In line with this, all the ‘hyperscale’ data centre operators have committed to becoming 100pc renewably powered by 2025 globally, a more ambitious target than that we have set for ourselves in our Irish plan. We can harness that intent to assist us with achieving our Irish targets.

Amazon provides an excellent example of what’s possible here, purchasing power from three projects in Donegal, Cork and Galway totalling almost 230MW of power output. Crucially, these projects are not subsidised by the Public Service Obligation levy.

Facebook announced a similar project during August in Tipperary. This can certainly continue and have impact if the right conditions exist in Ireland as data centre companies continue to invest in sustainability to achieve ambitious renewable energy goals.

Some commentators have mentioned future costs of renewables related to data centres. What is often missed is that some commentaries have included the full cost of new renewable projects such as wind and solar farms. These are not direct state investments but private ones that are paid for by the people who buy the energy. They also represent jobs and investment in the communities where they are built.

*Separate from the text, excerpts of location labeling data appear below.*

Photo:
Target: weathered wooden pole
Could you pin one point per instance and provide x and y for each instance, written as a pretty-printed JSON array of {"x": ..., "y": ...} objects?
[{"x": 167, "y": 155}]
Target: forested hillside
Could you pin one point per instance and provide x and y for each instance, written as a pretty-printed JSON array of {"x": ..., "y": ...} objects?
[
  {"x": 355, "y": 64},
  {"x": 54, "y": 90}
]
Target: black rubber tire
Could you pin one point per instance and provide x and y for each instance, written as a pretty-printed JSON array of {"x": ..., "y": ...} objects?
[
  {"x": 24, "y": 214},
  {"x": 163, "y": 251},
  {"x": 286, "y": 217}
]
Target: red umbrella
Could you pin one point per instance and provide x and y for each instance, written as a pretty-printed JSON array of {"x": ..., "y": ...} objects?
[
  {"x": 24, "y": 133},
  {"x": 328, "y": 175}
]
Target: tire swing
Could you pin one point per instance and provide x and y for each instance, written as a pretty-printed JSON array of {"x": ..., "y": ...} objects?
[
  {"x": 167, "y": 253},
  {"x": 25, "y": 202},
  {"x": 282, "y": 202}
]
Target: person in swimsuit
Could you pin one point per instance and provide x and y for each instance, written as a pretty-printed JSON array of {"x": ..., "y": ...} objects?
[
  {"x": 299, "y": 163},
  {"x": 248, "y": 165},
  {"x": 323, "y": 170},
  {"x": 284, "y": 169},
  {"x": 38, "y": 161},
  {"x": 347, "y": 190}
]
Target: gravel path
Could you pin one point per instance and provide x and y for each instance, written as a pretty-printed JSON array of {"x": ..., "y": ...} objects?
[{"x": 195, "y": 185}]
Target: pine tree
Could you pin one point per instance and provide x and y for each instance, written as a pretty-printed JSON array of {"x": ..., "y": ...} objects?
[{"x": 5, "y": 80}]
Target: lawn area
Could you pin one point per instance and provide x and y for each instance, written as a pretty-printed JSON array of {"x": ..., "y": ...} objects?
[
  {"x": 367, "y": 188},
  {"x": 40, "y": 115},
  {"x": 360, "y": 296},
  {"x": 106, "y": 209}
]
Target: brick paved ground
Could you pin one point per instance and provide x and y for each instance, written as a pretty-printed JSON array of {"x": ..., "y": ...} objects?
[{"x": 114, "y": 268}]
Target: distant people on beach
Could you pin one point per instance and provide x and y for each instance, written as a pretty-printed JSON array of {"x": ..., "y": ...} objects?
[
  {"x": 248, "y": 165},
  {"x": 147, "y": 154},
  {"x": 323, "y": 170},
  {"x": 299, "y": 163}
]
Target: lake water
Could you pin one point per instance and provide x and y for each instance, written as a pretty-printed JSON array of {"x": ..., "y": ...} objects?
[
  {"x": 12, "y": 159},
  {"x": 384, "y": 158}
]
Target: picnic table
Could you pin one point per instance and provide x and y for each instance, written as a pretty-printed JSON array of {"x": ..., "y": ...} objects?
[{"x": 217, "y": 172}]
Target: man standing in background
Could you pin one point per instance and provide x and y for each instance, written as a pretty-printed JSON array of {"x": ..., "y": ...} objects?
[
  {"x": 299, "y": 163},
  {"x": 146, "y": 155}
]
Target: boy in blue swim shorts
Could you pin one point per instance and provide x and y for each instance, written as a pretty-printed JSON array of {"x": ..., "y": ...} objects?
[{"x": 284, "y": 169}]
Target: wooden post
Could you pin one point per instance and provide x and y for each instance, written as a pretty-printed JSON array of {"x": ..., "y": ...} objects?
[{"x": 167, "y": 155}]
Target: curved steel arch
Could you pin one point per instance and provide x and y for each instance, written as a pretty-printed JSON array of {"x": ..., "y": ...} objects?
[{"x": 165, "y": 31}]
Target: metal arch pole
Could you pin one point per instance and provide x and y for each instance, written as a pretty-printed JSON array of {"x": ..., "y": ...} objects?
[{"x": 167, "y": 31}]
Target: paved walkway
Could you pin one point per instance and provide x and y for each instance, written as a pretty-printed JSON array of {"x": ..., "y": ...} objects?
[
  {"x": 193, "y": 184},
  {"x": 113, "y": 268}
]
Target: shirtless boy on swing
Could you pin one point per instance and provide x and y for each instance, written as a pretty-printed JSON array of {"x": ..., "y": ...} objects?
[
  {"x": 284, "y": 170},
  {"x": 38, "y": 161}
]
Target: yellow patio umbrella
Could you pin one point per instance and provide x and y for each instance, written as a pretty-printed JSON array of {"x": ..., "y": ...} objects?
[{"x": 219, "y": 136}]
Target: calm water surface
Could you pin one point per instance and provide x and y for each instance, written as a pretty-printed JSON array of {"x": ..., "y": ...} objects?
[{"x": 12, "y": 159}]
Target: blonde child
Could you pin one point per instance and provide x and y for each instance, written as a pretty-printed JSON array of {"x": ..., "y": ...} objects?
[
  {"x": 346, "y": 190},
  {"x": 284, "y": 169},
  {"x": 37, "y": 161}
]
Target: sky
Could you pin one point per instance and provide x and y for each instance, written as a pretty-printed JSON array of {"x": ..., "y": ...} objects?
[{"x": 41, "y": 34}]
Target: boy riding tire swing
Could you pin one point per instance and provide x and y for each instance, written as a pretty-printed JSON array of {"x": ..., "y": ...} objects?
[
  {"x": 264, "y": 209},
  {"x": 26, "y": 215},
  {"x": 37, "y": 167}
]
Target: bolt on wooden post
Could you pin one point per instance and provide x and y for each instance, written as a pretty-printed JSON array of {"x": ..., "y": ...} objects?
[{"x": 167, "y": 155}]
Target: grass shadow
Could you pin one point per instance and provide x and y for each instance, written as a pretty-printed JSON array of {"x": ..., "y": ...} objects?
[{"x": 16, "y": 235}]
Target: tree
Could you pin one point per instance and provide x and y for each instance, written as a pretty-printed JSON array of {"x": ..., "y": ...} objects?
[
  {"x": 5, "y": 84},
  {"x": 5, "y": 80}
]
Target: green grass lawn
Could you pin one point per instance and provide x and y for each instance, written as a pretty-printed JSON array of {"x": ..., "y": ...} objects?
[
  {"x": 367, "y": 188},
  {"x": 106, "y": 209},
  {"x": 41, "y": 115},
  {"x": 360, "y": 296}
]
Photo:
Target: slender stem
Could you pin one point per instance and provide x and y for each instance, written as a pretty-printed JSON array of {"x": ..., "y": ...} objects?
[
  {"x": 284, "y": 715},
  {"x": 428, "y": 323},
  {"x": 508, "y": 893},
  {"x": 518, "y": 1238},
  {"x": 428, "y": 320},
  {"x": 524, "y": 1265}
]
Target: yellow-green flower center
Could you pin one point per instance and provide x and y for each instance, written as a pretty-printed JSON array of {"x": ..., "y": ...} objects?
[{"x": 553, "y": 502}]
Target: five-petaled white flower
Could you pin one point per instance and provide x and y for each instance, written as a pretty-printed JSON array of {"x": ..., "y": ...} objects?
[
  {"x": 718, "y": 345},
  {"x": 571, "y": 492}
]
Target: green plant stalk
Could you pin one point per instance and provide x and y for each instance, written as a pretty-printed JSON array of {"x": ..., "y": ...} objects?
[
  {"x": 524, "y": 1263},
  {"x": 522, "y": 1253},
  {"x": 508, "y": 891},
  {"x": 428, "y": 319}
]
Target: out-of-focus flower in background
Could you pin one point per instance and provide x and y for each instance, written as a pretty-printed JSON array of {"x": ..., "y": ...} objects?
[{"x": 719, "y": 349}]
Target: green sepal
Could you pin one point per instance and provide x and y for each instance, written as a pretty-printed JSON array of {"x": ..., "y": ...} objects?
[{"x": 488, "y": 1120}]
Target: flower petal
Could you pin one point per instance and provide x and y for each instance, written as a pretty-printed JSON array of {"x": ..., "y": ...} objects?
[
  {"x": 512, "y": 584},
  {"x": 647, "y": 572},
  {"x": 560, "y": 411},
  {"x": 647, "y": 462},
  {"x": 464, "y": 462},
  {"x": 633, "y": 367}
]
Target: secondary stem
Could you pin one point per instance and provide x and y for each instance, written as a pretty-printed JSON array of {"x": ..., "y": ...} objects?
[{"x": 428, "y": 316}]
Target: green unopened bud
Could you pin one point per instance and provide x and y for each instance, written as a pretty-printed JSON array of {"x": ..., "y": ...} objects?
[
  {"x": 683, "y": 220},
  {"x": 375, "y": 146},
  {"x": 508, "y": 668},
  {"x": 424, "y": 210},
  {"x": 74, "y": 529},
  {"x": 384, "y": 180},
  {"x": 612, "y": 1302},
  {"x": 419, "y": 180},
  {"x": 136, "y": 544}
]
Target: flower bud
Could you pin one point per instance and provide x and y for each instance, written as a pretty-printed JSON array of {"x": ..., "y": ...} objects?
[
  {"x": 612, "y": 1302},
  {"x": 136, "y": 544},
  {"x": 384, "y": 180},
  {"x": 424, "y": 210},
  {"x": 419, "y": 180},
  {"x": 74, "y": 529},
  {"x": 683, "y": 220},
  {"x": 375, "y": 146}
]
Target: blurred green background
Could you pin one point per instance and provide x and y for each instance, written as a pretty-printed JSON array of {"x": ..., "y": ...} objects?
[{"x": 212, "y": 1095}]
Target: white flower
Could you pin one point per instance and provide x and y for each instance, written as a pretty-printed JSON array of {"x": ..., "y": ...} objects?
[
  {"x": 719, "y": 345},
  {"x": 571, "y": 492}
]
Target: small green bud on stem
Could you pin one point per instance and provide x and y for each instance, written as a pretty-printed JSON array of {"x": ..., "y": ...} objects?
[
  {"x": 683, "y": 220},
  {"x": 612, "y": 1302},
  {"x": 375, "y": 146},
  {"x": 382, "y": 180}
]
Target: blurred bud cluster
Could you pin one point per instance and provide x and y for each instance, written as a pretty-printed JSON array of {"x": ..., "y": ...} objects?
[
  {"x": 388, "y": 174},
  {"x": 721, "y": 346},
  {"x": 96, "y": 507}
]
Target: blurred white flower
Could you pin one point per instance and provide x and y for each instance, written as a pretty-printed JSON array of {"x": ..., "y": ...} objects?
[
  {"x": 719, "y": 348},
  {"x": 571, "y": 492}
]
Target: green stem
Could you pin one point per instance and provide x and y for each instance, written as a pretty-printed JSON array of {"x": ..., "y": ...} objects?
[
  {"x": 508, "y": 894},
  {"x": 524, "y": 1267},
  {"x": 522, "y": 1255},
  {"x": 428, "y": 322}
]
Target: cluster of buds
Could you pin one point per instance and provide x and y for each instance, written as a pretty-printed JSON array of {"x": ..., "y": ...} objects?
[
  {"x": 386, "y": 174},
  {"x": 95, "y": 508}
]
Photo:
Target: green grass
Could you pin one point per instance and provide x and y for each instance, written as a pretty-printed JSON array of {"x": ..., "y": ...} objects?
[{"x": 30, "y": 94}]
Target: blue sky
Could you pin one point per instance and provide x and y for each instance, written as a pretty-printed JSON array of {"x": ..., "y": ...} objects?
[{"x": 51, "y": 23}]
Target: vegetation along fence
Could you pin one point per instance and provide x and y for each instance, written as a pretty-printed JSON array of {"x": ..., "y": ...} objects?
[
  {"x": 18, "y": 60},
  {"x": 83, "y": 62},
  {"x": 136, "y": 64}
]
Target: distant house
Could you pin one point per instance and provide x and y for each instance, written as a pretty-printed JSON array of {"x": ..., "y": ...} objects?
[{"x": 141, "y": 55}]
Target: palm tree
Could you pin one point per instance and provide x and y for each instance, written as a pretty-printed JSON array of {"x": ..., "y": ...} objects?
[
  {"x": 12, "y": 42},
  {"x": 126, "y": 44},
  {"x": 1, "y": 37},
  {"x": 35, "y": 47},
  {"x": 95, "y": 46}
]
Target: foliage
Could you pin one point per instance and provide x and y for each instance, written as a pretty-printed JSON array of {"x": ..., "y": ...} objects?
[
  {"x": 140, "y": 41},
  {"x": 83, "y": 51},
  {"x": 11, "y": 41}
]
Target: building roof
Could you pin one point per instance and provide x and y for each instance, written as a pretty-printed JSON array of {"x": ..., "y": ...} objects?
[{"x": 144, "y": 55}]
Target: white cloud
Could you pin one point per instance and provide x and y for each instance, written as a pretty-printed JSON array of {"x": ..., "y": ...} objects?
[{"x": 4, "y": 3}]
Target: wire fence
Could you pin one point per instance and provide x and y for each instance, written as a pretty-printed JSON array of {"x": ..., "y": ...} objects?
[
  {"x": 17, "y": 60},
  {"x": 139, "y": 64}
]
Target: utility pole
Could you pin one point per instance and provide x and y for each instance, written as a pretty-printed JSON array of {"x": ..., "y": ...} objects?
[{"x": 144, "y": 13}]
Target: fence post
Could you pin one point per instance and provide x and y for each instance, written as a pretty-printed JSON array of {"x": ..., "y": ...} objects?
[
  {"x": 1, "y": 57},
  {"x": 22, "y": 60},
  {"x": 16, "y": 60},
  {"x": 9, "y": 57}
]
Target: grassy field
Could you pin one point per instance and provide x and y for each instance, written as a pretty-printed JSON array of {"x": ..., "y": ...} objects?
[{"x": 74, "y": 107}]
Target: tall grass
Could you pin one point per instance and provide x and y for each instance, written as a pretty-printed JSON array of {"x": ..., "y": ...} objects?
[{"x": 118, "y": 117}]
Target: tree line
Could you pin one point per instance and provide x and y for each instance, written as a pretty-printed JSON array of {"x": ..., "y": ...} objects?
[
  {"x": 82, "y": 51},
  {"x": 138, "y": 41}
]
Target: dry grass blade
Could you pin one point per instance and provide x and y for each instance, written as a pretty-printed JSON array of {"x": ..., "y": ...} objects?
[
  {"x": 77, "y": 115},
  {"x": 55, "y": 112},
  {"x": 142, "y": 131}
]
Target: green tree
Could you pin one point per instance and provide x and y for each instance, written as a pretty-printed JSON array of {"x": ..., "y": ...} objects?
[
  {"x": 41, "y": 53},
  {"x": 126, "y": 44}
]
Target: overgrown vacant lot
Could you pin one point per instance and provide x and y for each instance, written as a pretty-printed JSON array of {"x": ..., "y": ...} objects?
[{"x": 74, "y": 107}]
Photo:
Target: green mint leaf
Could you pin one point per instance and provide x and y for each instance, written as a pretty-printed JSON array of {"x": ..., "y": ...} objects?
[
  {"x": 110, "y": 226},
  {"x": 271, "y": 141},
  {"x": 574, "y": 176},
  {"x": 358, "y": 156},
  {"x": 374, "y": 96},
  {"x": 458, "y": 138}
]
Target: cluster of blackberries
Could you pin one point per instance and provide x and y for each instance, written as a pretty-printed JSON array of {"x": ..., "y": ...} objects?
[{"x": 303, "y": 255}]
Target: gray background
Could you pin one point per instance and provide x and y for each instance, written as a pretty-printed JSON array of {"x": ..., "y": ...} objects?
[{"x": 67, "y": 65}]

That said, any industry worth having requires investment and robust, sustainable infrastructure, be that water, electricity, roads or land and buildings. The costs of these infrastructure are recovered by regulated rates from users including data centres. Investment generates jobs and future prosperity – it is important to weigh up the benefits as well as the costs of an industry for the infrastructure it requires and to understand the full context for it including economic and societal benefits.

By Leo Clancy

Leo Clancy is the head of technology, consumer and business services at IDA Ireland.